Thirdly, finally, the straight line risks being more difficult, creating proposals, conditions, processes and commitments of possibility.
We must now develop plans, but without falling into the hope that once legislated, promulgated or written, they will be sufficient in themselves to guarantee positive, transformative or beneficial change for the whole world. Plans should precisely generate meaning and purpose, but without prescribing routes or territories. If he does so, he will soon leave, among other things, to take with him a message of distrust, even contempt, towards his recipients. The idea that a study plan has several pages or that a study program at a certain educational level extends over more than five years does not guarantee “that we have good consistency” – nothing positive, quite the contrary: applying to teacher training.
Initial and continuing training cannot improve without particular attention to certain conditions that affect institutions and the trainers of future educators who have them in their hands. Without mobilizing the ethical imperatives which require it, in agreement with the unions and the inspection, by involving the management teams and all the teachers. Without a culture favorable to training linked to the guarantee of fair and equitable education, as an expression of professional ethics and overcoming the sterile dilemma between obligation and voluntary service, we will not go to any place of benefit: it applies to university professors in charge of initial training, to all teachers having the right to learn there and to learn continuing training there. This culture broth must therefore be prepared with care and preserved over time.
In other orders of things, where micro-politics of decision-making persist, inter- or intra-departmental confrontations, absence of strong and effective collaboration between the different fields of knowledge, no or insufficient coordination, tacit pleas for “each country in your region”, no plan is on the surface, in the meantime the bottom is flattening out.
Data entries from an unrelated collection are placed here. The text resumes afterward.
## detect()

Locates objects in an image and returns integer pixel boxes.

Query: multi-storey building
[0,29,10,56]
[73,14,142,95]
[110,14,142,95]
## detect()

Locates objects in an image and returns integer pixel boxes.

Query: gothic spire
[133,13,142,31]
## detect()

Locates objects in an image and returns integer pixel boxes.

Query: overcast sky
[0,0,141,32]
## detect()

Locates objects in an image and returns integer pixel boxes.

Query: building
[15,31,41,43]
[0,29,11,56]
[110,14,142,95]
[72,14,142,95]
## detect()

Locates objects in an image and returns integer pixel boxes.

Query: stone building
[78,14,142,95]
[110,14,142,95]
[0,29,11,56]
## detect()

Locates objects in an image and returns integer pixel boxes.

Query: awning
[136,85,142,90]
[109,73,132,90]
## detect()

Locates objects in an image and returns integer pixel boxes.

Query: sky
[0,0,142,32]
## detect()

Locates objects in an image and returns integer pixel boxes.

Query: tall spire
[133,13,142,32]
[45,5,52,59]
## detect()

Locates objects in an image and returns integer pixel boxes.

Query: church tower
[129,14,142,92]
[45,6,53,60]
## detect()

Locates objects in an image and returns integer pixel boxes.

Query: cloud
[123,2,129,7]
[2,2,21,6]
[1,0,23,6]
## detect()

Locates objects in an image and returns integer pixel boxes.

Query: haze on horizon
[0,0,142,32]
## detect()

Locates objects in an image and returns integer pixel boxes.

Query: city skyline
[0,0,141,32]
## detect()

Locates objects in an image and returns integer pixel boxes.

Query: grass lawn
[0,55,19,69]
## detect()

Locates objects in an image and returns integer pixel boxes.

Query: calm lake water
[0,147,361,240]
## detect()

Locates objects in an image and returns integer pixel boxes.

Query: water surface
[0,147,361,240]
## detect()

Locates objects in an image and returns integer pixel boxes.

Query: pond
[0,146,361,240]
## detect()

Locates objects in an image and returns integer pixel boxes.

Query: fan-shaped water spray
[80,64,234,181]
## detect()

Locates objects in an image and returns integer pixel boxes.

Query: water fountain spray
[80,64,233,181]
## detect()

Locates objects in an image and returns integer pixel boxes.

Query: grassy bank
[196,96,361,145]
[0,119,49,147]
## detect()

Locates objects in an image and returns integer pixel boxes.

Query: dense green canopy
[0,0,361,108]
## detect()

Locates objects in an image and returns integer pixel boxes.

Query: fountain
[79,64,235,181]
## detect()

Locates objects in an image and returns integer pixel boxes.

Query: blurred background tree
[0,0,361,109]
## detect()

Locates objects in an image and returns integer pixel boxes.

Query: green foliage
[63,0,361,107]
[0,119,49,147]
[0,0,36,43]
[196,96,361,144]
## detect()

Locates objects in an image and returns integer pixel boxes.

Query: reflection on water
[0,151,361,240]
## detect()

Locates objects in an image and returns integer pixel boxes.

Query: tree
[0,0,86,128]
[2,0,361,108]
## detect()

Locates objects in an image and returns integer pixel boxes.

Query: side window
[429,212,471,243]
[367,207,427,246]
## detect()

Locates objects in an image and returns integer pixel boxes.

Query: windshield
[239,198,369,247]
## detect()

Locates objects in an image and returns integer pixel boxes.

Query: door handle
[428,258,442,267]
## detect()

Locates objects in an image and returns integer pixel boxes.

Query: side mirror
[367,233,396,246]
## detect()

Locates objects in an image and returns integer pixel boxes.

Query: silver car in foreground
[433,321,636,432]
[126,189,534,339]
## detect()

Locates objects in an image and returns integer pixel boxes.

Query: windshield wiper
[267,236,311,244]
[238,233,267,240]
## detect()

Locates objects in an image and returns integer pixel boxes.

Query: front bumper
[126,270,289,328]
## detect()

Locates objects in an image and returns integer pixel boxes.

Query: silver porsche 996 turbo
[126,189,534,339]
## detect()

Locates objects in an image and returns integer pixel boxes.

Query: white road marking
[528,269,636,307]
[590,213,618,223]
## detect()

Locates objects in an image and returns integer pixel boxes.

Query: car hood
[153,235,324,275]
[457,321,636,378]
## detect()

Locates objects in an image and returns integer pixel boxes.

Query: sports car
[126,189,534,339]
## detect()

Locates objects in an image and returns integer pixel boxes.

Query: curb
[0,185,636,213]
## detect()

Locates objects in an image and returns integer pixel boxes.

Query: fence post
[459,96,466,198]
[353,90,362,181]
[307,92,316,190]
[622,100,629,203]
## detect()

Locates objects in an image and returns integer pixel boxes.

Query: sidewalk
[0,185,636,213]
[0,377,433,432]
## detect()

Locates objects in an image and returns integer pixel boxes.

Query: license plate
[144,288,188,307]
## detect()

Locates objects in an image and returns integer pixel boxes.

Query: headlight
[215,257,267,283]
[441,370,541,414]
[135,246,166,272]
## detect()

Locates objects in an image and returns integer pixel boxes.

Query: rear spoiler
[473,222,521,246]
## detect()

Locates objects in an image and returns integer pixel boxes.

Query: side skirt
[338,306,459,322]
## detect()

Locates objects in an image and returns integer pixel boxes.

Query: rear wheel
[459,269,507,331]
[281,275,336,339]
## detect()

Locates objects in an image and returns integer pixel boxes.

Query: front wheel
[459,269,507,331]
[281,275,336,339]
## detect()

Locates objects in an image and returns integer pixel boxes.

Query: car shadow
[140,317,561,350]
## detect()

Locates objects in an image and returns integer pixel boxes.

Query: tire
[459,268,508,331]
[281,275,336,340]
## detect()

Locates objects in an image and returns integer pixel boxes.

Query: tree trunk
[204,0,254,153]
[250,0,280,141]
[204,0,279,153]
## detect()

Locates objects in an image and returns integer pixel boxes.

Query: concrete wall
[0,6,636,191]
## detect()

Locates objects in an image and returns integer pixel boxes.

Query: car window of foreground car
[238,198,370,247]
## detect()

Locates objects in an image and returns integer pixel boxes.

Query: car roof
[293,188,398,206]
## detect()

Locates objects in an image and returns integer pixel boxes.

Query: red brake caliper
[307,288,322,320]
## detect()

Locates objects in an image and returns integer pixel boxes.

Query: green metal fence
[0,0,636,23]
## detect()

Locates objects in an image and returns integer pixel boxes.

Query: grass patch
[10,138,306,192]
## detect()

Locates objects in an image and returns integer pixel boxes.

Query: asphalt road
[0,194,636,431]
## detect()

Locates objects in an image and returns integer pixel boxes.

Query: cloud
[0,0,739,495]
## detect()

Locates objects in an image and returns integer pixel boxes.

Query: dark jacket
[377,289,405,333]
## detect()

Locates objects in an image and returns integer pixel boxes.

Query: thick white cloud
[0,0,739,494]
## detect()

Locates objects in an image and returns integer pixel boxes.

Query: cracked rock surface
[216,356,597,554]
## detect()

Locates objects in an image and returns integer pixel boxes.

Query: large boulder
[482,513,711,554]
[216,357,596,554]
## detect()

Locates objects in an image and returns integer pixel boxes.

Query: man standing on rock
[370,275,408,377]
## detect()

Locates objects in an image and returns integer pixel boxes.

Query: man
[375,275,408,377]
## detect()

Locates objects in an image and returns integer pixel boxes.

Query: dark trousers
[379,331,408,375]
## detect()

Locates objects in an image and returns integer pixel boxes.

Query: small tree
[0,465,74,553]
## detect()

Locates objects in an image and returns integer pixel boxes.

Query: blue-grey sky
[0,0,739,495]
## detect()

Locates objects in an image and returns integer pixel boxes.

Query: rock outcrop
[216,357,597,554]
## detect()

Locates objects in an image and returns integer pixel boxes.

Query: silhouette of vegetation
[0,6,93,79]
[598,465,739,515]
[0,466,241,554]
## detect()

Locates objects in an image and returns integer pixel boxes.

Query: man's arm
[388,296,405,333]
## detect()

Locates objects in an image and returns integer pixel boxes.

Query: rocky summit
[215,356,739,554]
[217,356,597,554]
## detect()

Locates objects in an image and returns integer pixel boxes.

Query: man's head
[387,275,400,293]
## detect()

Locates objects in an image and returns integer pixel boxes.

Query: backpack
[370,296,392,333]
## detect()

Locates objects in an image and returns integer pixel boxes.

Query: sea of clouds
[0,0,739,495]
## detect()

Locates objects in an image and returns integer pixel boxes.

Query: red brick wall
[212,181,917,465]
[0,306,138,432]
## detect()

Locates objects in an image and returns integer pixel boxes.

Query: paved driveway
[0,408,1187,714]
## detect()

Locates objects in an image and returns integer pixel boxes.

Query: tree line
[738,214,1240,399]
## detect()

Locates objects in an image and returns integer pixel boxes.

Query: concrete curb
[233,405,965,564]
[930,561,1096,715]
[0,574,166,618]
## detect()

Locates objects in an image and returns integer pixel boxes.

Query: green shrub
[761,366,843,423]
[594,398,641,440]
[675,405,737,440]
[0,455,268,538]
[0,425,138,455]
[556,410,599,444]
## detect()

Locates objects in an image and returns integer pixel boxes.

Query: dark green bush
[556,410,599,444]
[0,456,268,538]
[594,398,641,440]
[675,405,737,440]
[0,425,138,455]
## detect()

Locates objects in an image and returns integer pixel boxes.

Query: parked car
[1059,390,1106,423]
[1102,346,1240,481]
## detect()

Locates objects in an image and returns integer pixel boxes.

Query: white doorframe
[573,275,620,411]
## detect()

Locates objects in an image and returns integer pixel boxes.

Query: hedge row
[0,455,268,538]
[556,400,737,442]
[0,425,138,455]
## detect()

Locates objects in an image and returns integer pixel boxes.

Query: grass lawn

Continuing education is much more than taking courses. It cannot be a supermarket where everyone buys what they want: beware of digital technology which exacerbates the teaching of individualism. Continuing education is so important that many people are asking for projects in each center or faculty: there are countries with affordable education where teachers and others dedicate more than 10 hours a week, during working hours, to talk, analyze, reflect and decide how to improve, because of the how and manner of teaching and learning at school. It seems, asimismo of course, that without a certain institutional and educational culture of training, Good learning from teachers is unlikely, and so are students and centers that involve intelligent and ethical organizations. It must be part of processes of implementation and reflective and critical evaluation, which are keys to revitalizing and reconstructing plans or projects.
It is very possible that in addition to new projects, we really need to achieve new goals in the direction and purpose of teacher training, create favorable conditions and undertake essential processes in this matter.